Sonderthema
Carl Zuckmayer zu Gründgens’ Art, «auf dem Rasiermesser Seil zu tanzen»
Für den Dramatiker Carl Zuckmayer (1896–1977) ist der durch die NSDAP umworbene Theaterstar Gustaf Gründgens politisch sehr wendig, aber «kein eiskalter Ehrgeizling» gewesen. «Ohne sich direkt für andere zu riskieren – und vermutlich sehr subjektiv, nach persönlicher Neigung oder Abneigung, aber auch vielfach aus Respekt vor Niveau und Können, hat er in seiner Machtposition vielen Künstlern geholfen und viele (wie etwa Erich Ziegel), die ganz ausgeschaltet waren, wieder auf dem Theater durchgesetzt», heißt es in einem kürzlich veröffentlichten Dossier Zuckmayers. Der Dramatiker hatte 1943/1944 im US-Exil rund 150 Charakterstudien mit politischer Einschätzung über deutsche Künstler und Intellektuelle für den amerikanischen Geheimdienst geschrieben. Die im Literaturarchiv Marbach lagernden Studien wurden wissenschaftlich kommentiert herausgegeben.

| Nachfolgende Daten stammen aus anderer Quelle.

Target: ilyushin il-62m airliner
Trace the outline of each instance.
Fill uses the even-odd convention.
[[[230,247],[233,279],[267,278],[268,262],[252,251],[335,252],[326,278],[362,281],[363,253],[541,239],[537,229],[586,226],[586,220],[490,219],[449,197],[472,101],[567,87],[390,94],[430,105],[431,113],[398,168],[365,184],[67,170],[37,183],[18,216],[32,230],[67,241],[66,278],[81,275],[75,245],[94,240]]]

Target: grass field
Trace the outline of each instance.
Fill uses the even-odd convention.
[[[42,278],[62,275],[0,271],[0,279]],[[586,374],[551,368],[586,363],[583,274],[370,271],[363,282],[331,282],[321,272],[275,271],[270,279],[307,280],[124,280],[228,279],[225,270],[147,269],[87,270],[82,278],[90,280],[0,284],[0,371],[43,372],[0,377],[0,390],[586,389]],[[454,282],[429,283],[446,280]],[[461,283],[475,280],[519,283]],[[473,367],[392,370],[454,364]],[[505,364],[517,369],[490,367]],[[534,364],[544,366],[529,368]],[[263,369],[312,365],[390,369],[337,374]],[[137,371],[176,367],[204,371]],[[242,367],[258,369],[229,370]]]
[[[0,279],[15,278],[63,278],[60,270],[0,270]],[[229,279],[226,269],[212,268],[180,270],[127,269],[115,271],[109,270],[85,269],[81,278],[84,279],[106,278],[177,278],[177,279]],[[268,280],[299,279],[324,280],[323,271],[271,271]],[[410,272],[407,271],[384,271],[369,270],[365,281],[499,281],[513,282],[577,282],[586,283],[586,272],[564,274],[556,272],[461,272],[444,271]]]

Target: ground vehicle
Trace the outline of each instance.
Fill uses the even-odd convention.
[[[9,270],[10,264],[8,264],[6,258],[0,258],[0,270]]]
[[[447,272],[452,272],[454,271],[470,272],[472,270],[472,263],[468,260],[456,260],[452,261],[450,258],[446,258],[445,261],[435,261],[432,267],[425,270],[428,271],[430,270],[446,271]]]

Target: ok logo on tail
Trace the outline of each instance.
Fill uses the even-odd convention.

«Aber natürlich sind seine fouché1-haften Züge nicht zu übersehen», urteilte Zuckmayer weiter und fuhr fort: «Immerhin ist sein Umschwung vom radikalen ‹Kulturbolschewisten› zum Götterliebling der Nazis eher begreiflich, weil ‹naturgemäßer› als der anderer Gesinnungshelden.» Zuckmayer schloss auch einen künftigen «Salto mortale» von Gründgens zum 1943 gegründeten Nationalkomitee Freies Deutschland nicht aus, das in Opposition zum NS-Regime stand. «Vielleicht werden wir mit ihm (Gründgens) noch Überraschungen erleben.»
1Fouché, Joseph, Herzog von Otranto (ab 1809), * Le Pellerin bei Nantes 21. 5. 1759, † Triest 25. 12. 1820, frz. Politiker. Während der Frz. Revolution Mgl. des Konvents (Bergpartei); leitete 1793 das Blutgericht zu Lyon (1600 Todesurteile); 1794 führend am Sturz Robespierres beteiligt; bereitete den 18. Brumaire vor und war 1799–1802 und 1804–1810 Polizei-Min. Napoleons I.; verhasst wegen seines Spitzelsystems, mit dessen Hilfe er eine gewaltige Macht und großen Reichtum gewann; 1813 Gouverneur der illyr. Prov.; schloss sich 1814 den Bourbonen an; 1815 erneut Napoleons I. Polizei-Min.; bereitete gleichzeitig die Rückkehr Ludwigs XVIII. vor und trat für kurze Zeit an die Spitze der provisor. Regierung; 1816 als «Königsmörder» verbannt.